# MTS to MOV with Date & time stamp?



## RJ HDMASTER (May 19, 2011)

Hey Guys,

I'm not sure anyone can help with this one. 

Had a corrupt SDHC card......Tried to import video into Imovie 11.
But it would not read.

So the person managed to get me the original MTS files back......with data code that were recorded from the camera. He performed a data recovery on the SD card and then brought the card back to me with the mTs files on it.

Now before editing in Imovie I had to convert the files to mov. 

Once i convert (which i did in Toast ) it shows the date & time of when video is converted in Toast...when showing in imovie. Not the date & time of when the footage was recorded on camera.


----------



## keebler27 (Jan 5, 2007)

Hi RJ,

I don't think the movs can be named as you want. At least, I haven't come across a program to do it yet (and I do it often).

I use Clipwrap to rewrap the mts files or convert to prores.

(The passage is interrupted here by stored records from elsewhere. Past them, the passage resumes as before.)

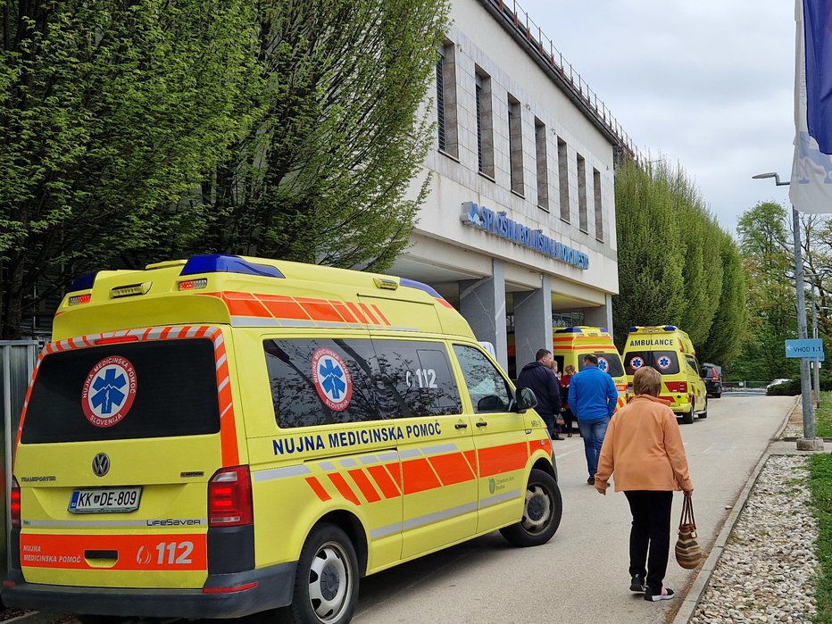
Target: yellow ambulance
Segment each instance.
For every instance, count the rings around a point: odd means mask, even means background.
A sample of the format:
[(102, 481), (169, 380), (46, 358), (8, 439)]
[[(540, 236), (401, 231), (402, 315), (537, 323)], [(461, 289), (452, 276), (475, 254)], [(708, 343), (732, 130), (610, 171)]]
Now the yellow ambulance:
[(554, 346), (552, 356), (558, 362), (558, 370), (561, 373), (565, 373), (569, 365), (574, 366), (575, 371), (579, 372), (584, 368), (584, 355), (595, 355), (598, 358), (598, 368), (612, 378), (619, 391), (618, 405), (615, 409), (624, 406), (627, 402), (624, 365), (612, 342), (612, 337), (605, 328), (559, 328), (554, 329), (553, 342)]
[(624, 346), (624, 370), (630, 391), (633, 373), (652, 366), (661, 373), (660, 397), (682, 422), (708, 417), (708, 393), (699, 377), (696, 351), (687, 334), (675, 325), (631, 327)]
[(424, 284), (195, 256), (84, 276), (54, 332), (17, 437), (8, 606), (340, 624), (364, 575), (557, 530), (534, 394)]

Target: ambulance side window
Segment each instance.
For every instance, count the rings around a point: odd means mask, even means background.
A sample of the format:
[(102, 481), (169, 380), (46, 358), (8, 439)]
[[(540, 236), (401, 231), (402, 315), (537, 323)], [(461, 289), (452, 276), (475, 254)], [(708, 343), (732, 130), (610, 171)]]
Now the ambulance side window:
[(386, 418), (370, 339), (265, 340), (263, 349), (280, 428)]
[(478, 349), (462, 345), (454, 345), (453, 353), (462, 369), (474, 412), (508, 412), (512, 390), (488, 358)]
[(441, 343), (373, 340), (387, 412), (394, 417), (462, 412), (456, 379)]
[(687, 362), (687, 374), (699, 377), (699, 364), (696, 363), (695, 358), (691, 355), (686, 355), (685, 360)]

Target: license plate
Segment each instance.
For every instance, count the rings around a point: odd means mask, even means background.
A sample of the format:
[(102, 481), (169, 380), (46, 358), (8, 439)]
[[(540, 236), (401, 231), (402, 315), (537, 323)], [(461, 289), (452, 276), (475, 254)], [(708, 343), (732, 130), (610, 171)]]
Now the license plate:
[(69, 511), (71, 513), (135, 512), (141, 497), (141, 487), (79, 489), (72, 493)]

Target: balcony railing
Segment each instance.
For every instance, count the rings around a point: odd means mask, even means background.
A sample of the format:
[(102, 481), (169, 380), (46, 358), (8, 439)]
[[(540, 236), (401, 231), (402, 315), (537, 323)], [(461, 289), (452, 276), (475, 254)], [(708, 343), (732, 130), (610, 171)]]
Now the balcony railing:
[(517, 1), (481, 0), (481, 2), (492, 5), (499, 12), (503, 22), (520, 35), (530, 51), (537, 54), (549, 71), (560, 79), (559, 83), (570, 90), (581, 103), (584, 110), (614, 137), (616, 146), (640, 166), (645, 167), (647, 159), (624, 131), (621, 124), (615, 119), (603, 101), (598, 99), (598, 94), (589, 88), (587, 81), (575, 71), (572, 64), (563, 58), (563, 54), (554, 46), (552, 39), (546, 37), (540, 26), (535, 23), (528, 13), (517, 4)]

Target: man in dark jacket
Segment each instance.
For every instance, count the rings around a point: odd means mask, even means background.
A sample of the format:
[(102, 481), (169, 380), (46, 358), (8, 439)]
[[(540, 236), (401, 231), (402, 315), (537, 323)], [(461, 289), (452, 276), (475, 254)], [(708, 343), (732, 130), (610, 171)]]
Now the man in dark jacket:
[(538, 349), (537, 361), (526, 364), (517, 377), (517, 387), (528, 387), (537, 397), (535, 410), (546, 423), (549, 436), (553, 440), (562, 440), (555, 429), (556, 415), (561, 413), (561, 385), (549, 365), (552, 363), (552, 352)]

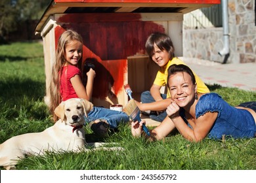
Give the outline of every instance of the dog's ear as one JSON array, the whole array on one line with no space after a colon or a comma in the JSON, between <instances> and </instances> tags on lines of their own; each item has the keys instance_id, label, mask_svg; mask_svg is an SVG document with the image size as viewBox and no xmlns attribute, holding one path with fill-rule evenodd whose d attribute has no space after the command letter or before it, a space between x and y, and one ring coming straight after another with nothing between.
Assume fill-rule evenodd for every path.
<instances>
[{"instance_id":1,"label":"dog's ear","mask_svg":"<svg viewBox=\"0 0 256 183\"><path fill-rule=\"evenodd\" d=\"M87 117L87 114L93 109L93 104L89 101L83 99L81 99L81 103L83 104L85 115Z\"/></svg>"},{"instance_id":2,"label":"dog's ear","mask_svg":"<svg viewBox=\"0 0 256 183\"><path fill-rule=\"evenodd\" d=\"M64 101L61 102L61 103L55 108L54 113L62 121L64 120L65 117Z\"/></svg>"}]
</instances>

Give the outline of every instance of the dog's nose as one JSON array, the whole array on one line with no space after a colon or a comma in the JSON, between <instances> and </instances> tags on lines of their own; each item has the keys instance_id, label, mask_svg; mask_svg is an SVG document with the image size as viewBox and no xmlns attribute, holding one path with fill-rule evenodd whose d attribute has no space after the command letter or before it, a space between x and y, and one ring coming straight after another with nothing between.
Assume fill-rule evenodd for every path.
<instances>
[{"instance_id":1,"label":"dog's nose","mask_svg":"<svg viewBox=\"0 0 256 183\"><path fill-rule=\"evenodd\" d=\"M78 120L78 116L77 115L74 115L74 116L72 116L72 120L73 120L73 121L74 121L74 122L77 122L77 120Z\"/></svg>"}]
</instances>

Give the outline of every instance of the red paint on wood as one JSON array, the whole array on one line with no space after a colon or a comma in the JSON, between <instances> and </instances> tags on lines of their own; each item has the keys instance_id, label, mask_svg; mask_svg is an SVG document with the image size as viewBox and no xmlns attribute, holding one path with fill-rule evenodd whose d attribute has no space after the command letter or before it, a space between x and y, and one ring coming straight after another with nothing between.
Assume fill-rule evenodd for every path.
<instances>
[{"instance_id":1,"label":"red paint on wood","mask_svg":"<svg viewBox=\"0 0 256 183\"><path fill-rule=\"evenodd\" d=\"M100 20L108 19L108 22L87 22L95 16ZM56 21L64 28L71 28L80 33L84 38L85 45L103 60L123 59L127 56L145 54L144 45L150 34L156 31L165 32L161 25L140 21L138 16L115 14L116 17L122 20L120 22L116 21L112 16L109 14L87 14L85 16L71 14L59 17ZM66 24L72 20L75 22ZM80 20L77 22L76 20ZM109 22L110 20L114 22Z\"/></svg>"},{"instance_id":2,"label":"red paint on wood","mask_svg":"<svg viewBox=\"0 0 256 183\"><path fill-rule=\"evenodd\" d=\"M219 4L221 0L54 0L56 3L171 3L171 4Z\"/></svg>"},{"instance_id":3,"label":"red paint on wood","mask_svg":"<svg viewBox=\"0 0 256 183\"><path fill-rule=\"evenodd\" d=\"M54 29L55 48L58 39L65 29L57 26ZM116 95L122 90L123 76L127 71L127 59L102 60L85 45L83 46L83 63L87 58L93 58L91 61L95 65L96 77L93 85L93 96L104 99L110 93ZM86 75L86 73L83 73Z\"/></svg>"}]
</instances>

You have to buy it, but it's a solid program and worth the cost (they have plenty of sales on their twitter feed).

But first, I use Adobe Bridge to rename the files sequentially by name using the date and sequential number. 

I look at the dates in finder and group the days together as I rename.

My files end up looking like: 

2012-06-02_01 

2012-06-02_02

etc...

Hope that helps.

Cheers,
keebler


----------